There are software tools on the market that allow working with PDF files by exporting their content to CAT software and then re-importing back with possible subsequent corrections to the layout. Iceni Infix is an example of such software. The recently released FlexiPDF Pro from Softmaker GmbH also features that functionality.

What I'm curious to know is whether there are situations when the approach itself doesn't work for reasons like the nature of the content, font availability etc. even though the software itself works as designed.

Any insights based on personal experience?


Direct link Reply with quote
 

Rolf Keller
Germany
Local time: 15:26
English to German
PDF is a one-way street Nov 15, 2016

Artem Vakhitov wrote:

What I'm curious to know is whether there are situations when the approach itself doesn't work for reasons like the nature of the content, font availability etc.


Surely. PDF is a one-way street, designed to produce a printout. There is no real way back to the underlying original, because PDF files lack some formatting info that is unnecessary for printouts but needed for converting.

Fonts are no big problem, BTW, because you can embed them into the PDF. This is necessary because your print service provider might need them in oder to produce paper copies that look like the original on your PC.
--> https://en.wikipedia.org/wiki/PDF/A.


Direct link Reply with quote
 

Philippe Etienne  Identity Verified
Spain
Local time: 15:26
Member
English to French
Currently discovering Infix Nov 18, 2016

Artem Vakhitov wrote:
...Any insights based on personal experience?

I'm currently on thick editable pdf files with large tables, images embedded within, 15-20 fonts (including non-alphabetical), the works.
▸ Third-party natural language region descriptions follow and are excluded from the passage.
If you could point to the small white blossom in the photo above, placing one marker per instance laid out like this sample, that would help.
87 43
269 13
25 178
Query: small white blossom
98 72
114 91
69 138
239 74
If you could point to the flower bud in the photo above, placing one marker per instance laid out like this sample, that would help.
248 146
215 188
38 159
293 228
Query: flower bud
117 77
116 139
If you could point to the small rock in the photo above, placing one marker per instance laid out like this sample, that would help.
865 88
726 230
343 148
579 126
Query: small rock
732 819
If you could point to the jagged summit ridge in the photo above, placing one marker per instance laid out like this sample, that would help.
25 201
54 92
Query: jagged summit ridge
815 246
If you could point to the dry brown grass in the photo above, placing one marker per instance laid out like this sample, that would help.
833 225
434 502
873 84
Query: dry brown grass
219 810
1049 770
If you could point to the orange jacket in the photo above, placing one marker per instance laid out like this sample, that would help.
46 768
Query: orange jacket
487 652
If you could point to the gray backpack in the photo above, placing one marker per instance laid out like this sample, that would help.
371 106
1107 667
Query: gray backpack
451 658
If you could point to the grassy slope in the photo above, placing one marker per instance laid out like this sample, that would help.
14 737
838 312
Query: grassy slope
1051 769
InDesign underlying files nowhere to be found.

Trados (2009) got me a bilingual file, but it was fairly useless (tags, segmenting...).
Omnipage Pro required too much work to manually draw countless area types (text/images/tables/etc.) and approach usability in a CAT tool. And my machine would melt.
Since the deadline for these pdfs is very generous, I have ample time to try and find a more elegant approach than brute force, like overwriting the frigging pdfs and sod it with automated repeats and similarities. So I've been toying with Infix for the past day or two, with the aim of using MemoQ to translate. Thanks people (José, Tomas...) for mentioning it in these forums.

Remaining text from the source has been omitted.